Lionel Escombe
- Full name: Lionel Hunter Escombe
- Country (sports): United Kingdom
- Born: 20 June 1874 Colony of Natal
- Died: 15 October 1914 (aged 40) London, England
- Turned pro: 1890 (amateur tour)
- Retired: 1909

Singles

Grand Slam singles results
- Wimbledon: QF (1907, 1909)

Other tournaments
- Olympic Games: 1R (1908^{In})

= Lionel Escombe =

British tennis player

Lionel Hunter Escombe (20 June 1874 – 15 October 1914) was a British male tennis player. He competed for Great Britain in the tennis event at the 1908 Summer Olympics where he took part in the men's indoor singles and indoor doubles event. In the singles competition, he lost in the first round to Gunnar Setterwall in straight sets. In the doubles, he partnered with Major Ritchie and, after a bye in the quarter-finals, reached the semifinal in which they were defeated by compatriots Arthur Gore and Herbert Roper Barrett.
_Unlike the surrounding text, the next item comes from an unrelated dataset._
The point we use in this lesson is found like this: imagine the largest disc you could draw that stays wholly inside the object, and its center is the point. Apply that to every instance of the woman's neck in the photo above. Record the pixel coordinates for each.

They subsequently lost the match for third place and the bronze medal against Wollmar Boström and Gunnar Setterwall.

Escombe's best performance at a Grand Slam tournament was reaching the quarter final in the singles event at the 1907 Wimbledon Championships, which he lost in five sets to Wilberforce Eaves. He equaled this performance at the 1907 Wimbledon Championships, this time losing to Herbert Roper-Barrett in straight sets.

Escombe won the Championship of Lucerne in 1902 and the Spanish Championships in 1905.

In 1909, he was runner-up in the men's singles event at the South African Championships, losing in the final to compatriot and multiple Wimbledon champion Reginald Doherty in straight sets.

He died in London on 15 October 1914 as a result of an aneurysm.